Over the past year and a half, as the pandemic kept many people at home, work culture changed almost infinitely. Many companies were forced to learn how to work with their employees working remotely. And employees were forced to learn how to work from home. Now, as people are looking to return to some sort of normalcy, many companies are also looking to open their offices back up, in spite of data that shows this way of working is unnecessary, even archaic.
Getting up early to make the morning commute to an office, working late, barely taking a lunch break, and heading home just to do it all over again has been the norm for so long —it remains, for many leaders and executives, the only type of work that is deemed acceptable. With overwhelming evidence that many workers would like the option to continue working from home, leadership can no longer ignore the need for change.Tomorrow’s successful companies will be the ones run by leaders that embed autonomy into their company culture.
Don’t take my word for it, though. I had the chance to sit down with Vivian Chen, a long time advocate for a future of work where everyone can work whenever they want; however they want. She created Rise, a next-gen professional-social network, to bridge the disconnect between who we are at work and in our personal lives. This is done by building genuine connections between both companies and peers.
Rise was always about giving woman the freedom to pursue independent work, in order to own their work and careers. When COVID hit, the landscape changed drastically as more companies were open to independent/flexible work, but more people were also looking for it. This gave Ms. Chen a perfect opportunity to go deep with her community and understand what they were looking for and what their frustrations were.
Because Rise members are startup founders, small business owners, freelancers, product designers, Etsy shop owners, and so many other things, understanding what they needed helped her understand what we need to do to become the next-gen leaders they are looking for.
I had the pleasure of connecting with her to discuss the future of work and ask the key questions you need to start answering today to be successful tomorrow.

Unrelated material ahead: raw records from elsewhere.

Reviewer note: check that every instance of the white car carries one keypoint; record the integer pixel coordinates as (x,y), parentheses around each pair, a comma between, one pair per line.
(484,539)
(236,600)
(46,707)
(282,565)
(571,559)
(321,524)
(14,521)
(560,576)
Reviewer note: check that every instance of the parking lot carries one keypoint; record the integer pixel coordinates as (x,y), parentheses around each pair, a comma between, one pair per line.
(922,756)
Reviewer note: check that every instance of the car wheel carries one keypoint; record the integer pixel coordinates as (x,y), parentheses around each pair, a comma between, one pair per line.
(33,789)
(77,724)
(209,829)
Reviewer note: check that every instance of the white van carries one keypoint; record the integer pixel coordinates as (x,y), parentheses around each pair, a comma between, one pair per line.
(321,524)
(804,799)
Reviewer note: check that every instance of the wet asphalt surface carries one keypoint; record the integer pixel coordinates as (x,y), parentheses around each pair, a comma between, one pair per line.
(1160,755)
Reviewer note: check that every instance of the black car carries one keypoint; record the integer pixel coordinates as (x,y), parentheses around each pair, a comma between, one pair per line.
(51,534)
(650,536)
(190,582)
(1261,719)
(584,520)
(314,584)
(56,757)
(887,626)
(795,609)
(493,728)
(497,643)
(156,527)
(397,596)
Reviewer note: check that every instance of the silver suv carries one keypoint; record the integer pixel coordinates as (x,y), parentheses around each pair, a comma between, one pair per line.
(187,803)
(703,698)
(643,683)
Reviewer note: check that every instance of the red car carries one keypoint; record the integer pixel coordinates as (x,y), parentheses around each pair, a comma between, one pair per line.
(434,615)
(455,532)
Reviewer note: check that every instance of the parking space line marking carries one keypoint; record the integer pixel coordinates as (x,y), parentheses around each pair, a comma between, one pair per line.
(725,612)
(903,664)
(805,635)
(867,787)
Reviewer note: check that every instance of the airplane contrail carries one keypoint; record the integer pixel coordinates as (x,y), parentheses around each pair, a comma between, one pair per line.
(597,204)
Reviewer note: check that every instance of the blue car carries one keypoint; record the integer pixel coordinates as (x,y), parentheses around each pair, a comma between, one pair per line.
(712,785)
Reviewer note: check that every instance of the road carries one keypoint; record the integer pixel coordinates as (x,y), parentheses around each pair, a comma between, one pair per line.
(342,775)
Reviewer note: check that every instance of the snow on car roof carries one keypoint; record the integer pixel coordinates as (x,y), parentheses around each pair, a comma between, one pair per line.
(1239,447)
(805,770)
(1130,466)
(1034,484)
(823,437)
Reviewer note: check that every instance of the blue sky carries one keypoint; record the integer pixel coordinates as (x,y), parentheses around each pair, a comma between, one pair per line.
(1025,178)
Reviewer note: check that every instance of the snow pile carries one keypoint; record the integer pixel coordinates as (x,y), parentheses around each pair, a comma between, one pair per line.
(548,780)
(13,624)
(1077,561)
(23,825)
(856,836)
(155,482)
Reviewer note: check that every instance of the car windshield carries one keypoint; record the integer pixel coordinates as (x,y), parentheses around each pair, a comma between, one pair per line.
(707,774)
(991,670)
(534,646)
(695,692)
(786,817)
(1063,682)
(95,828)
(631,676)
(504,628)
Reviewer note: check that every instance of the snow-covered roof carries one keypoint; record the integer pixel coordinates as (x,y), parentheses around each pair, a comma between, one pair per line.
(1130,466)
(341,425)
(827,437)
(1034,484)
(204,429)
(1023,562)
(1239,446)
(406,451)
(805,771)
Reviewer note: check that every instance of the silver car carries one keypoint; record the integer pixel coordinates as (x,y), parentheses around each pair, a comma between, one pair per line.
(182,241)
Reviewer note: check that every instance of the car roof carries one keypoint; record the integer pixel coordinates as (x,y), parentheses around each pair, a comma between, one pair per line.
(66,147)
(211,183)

What is the one thing we are missing about the future of work?
Vivian Chen: I see a future centered around identity and expression, both for people as well as companies. Forming lasting relationships through inviting others into your work, authentically showcasing who you are, and being transparent about the day-to-day of your work is going to be key.

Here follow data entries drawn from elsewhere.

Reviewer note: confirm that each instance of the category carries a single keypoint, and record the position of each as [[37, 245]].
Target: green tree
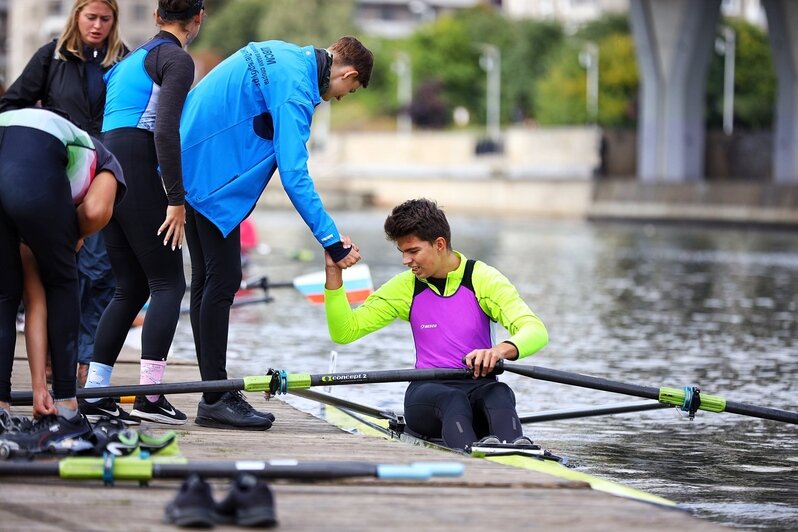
[[303, 22], [562, 92], [230, 26]]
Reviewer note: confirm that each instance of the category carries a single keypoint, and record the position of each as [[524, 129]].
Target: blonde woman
[[146, 92], [66, 75]]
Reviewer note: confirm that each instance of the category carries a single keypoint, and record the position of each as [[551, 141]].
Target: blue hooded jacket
[[249, 116]]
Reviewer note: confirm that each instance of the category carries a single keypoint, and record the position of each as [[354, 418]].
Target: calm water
[[635, 303]]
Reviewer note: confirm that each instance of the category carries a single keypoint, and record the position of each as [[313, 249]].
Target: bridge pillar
[[783, 29], [674, 40]]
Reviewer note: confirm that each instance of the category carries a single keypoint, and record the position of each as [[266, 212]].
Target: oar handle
[[672, 396], [283, 382]]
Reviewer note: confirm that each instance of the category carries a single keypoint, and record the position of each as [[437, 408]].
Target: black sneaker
[[11, 423], [161, 411], [112, 436], [105, 408], [231, 411], [249, 503], [43, 435], [193, 504]]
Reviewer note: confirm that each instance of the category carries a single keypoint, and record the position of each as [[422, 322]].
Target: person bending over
[[451, 302]]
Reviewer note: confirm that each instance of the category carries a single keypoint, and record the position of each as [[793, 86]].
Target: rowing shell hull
[[345, 421]]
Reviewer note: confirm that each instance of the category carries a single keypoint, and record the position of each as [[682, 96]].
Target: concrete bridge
[[674, 39]]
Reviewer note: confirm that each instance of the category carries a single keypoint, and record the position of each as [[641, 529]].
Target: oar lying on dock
[[689, 399], [134, 468], [274, 382]]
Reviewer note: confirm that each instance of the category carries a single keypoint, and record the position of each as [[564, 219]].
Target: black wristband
[[337, 251]]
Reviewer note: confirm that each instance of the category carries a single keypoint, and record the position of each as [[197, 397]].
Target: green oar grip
[[676, 397], [257, 383], [92, 468]]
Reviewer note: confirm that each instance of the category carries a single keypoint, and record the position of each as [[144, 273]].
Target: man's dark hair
[[421, 218], [351, 52]]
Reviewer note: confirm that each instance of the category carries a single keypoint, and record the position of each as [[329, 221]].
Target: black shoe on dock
[[105, 408], [231, 411], [161, 411], [249, 503], [193, 504]]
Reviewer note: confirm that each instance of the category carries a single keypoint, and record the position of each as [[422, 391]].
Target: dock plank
[[487, 496]]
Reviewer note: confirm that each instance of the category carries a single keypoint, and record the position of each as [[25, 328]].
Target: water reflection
[[648, 305]]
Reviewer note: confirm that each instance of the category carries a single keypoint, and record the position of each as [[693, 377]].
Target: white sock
[[99, 376]]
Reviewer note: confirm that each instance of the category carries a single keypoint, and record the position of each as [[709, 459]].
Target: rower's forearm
[[334, 278]]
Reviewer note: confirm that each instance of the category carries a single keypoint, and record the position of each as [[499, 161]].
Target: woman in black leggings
[[145, 97], [47, 167]]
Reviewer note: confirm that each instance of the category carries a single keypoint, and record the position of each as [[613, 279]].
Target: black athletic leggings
[[215, 279], [462, 411], [36, 206], [143, 266]]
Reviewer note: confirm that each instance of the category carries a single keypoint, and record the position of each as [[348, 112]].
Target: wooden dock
[[488, 496]]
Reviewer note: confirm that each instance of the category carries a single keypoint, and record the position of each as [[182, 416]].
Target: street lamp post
[[726, 46], [490, 61], [404, 91]]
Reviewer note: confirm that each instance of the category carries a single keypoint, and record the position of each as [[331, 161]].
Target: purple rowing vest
[[445, 329]]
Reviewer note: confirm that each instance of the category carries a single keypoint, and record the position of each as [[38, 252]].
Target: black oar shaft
[[26, 398], [585, 381], [578, 413]]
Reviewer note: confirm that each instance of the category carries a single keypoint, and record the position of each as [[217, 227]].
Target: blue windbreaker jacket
[[249, 116]]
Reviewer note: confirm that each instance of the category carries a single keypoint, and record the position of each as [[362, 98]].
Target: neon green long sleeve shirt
[[497, 297]]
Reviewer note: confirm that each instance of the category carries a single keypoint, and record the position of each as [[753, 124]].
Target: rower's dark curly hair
[[419, 217]]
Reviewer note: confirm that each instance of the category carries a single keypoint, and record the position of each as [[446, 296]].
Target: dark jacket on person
[[62, 85]]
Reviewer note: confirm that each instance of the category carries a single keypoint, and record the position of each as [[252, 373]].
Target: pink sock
[[152, 373]]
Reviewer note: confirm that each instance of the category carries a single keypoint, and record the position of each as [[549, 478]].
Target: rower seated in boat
[[451, 303]]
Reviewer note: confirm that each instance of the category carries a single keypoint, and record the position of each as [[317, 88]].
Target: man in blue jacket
[[248, 117]]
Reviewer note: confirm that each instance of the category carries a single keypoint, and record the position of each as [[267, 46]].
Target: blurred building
[[571, 13], [399, 18], [32, 23]]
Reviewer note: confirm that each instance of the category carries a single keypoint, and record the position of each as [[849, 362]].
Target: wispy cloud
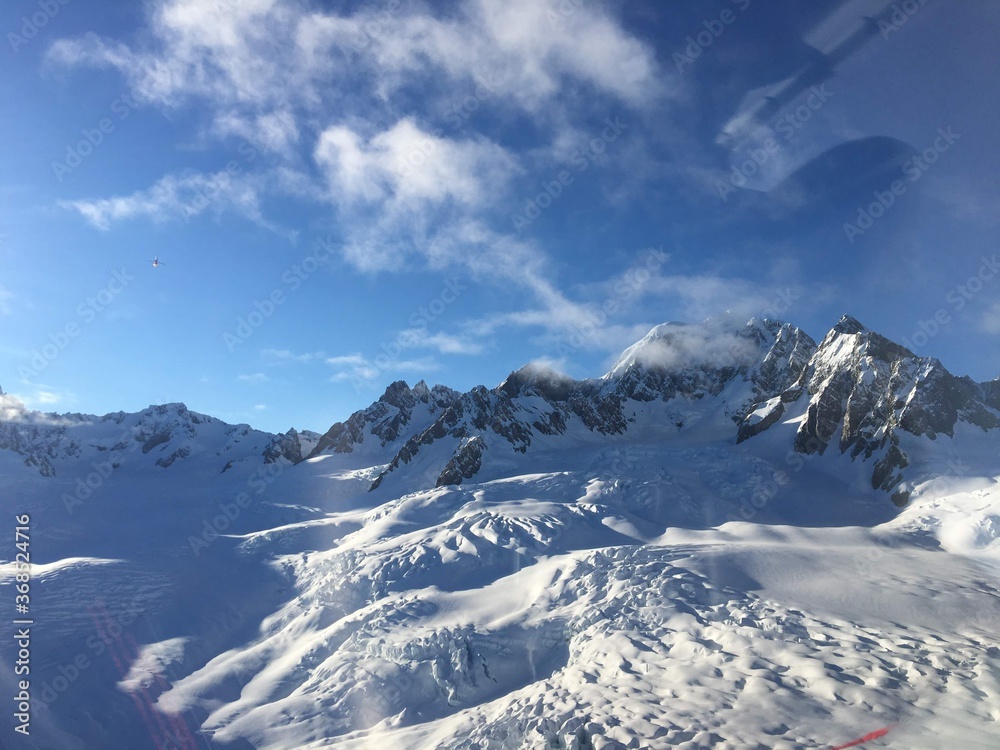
[[180, 197], [284, 356], [359, 368]]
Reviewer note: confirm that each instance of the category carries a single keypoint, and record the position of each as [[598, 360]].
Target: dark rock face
[[864, 390], [856, 390], [387, 419], [167, 433], [465, 464]]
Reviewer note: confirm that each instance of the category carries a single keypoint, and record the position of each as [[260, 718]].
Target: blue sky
[[346, 194]]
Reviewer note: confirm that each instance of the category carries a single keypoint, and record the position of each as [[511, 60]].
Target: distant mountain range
[[855, 393]]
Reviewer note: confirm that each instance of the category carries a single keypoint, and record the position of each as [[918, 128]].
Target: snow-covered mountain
[[856, 389], [166, 433], [736, 538]]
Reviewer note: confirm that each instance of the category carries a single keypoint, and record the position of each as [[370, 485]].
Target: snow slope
[[653, 586]]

I also see more mission-alignment between people’s work and personal lives. It’s no longer about ping-pong tables and nap rooms. Standing out is going to be about supporting climate solutions, social causes, and your employees wellbeing.

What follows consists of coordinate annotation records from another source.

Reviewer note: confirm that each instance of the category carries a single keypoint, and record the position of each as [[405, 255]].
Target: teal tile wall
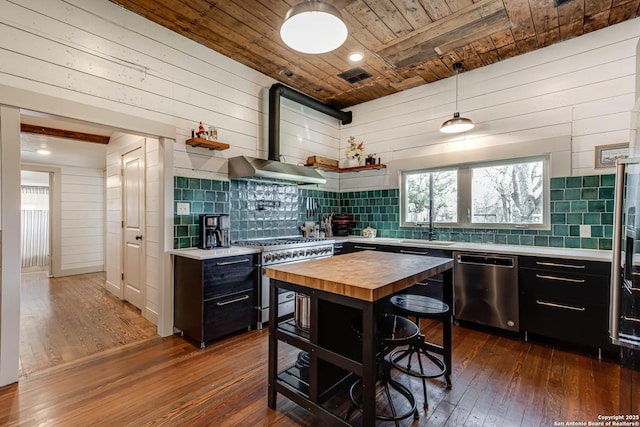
[[254, 215], [251, 206], [575, 201], [203, 196]]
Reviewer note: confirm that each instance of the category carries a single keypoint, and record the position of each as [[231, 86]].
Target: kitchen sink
[[428, 242]]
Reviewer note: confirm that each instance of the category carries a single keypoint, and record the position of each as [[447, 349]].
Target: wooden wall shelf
[[352, 169], [205, 143]]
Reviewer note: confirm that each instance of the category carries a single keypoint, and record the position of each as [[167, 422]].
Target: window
[[507, 193], [420, 186], [504, 194]]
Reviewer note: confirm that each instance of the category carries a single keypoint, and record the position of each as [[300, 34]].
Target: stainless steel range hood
[[251, 167]]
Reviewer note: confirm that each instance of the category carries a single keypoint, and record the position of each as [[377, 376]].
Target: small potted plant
[[354, 152]]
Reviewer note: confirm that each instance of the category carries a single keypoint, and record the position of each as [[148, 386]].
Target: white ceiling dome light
[[457, 124], [313, 27]]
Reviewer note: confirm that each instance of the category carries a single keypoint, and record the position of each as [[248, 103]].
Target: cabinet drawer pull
[[402, 251], [565, 279], [553, 264], [242, 298], [567, 307], [240, 261], [631, 319]]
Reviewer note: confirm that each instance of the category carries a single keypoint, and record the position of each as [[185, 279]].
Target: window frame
[[464, 194]]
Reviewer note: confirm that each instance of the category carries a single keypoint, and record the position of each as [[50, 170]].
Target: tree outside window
[[444, 185], [507, 194]]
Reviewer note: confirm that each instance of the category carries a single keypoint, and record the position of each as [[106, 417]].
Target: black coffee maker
[[214, 231]]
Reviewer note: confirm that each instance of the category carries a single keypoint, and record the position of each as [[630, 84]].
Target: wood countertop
[[365, 275]]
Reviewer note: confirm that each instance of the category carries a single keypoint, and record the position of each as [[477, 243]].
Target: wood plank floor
[[497, 381], [68, 318]]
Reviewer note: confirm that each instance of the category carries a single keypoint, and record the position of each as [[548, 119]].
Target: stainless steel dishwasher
[[486, 289]]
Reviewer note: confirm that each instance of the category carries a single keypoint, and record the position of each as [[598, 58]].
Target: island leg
[[369, 369], [273, 345], [447, 284]]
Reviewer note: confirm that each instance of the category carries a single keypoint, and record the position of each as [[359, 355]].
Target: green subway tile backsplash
[[575, 201]]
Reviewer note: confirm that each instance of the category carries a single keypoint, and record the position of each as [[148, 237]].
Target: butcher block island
[[343, 291]]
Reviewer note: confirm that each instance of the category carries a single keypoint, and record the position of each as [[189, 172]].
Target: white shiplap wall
[[82, 225], [96, 52], [583, 89]]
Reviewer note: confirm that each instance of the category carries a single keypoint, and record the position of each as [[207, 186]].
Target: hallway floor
[[65, 319]]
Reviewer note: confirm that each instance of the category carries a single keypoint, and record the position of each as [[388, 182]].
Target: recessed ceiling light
[[356, 56]]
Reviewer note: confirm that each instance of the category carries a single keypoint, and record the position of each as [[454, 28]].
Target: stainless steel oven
[[285, 250]]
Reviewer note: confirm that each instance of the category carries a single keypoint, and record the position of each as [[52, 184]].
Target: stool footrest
[[397, 356]]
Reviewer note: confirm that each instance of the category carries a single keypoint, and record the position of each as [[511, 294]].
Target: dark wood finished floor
[[68, 318], [497, 381]]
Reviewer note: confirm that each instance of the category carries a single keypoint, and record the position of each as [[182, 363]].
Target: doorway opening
[[68, 312], [35, 225]]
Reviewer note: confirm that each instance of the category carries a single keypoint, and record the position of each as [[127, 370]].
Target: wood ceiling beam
[[67, 134]]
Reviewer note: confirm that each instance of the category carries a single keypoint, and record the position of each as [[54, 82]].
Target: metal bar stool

Ask yourself, “How can I support my employees and the things they care about?”
Why is embedding flexible options into your culture essential?
Vivian Chen: Because the success of your company depends on it. This is no longer about proving to companies that autonomous workers are just as valuable as the old way of working. It is about doing what is necessary to attract and retain the best people.
The best companies are built with stellar people. Stellar people have stellar opportunities. If you don’t offer them, someone else will. And that’s costly.
Ask yourself, “How can I start reimagining the future of work at my company, today?”
How does a company leader start to implement a more flexible work schedule?
Vivian Chen: Listen to your people! There are more options than ever before. You are not just competing against other companies across a multitude of geographies, but you are also competing against passion projects and choice.
Building an employer brand is more critical than ever in this remote age. Millennial and Gen Z workers want to work at mission aligned companies.
Ask yourself, “How are you showcasing your values, cultures, unique quirks through the ways you support your employees?”
How can we create rituals and habits for our employees (and ourselves!) that will help us/them be productive with flexible work options?
Vivian Chen: I’ve never been a fan of journaling. But, during the early days of COVID, when everything was lonely and terrifying, I started the habit of capturing my moods in Notion. For over a year, I’ve recorded how I honestly felt each day by simply choosing red, yellow, or green. Looking back and being reminded that when there are downs, there will be ups to follow has helped me get through a lot.
This ritual has helped me be productive when I needed to be. It’s less about the particular system and more about the simple reminder that every day is not going to be a good day, and a good day is also just around the corner.
Ask yourself, “What rituals can you create to remind yourself and your team that the downs are almost always followed by ups?”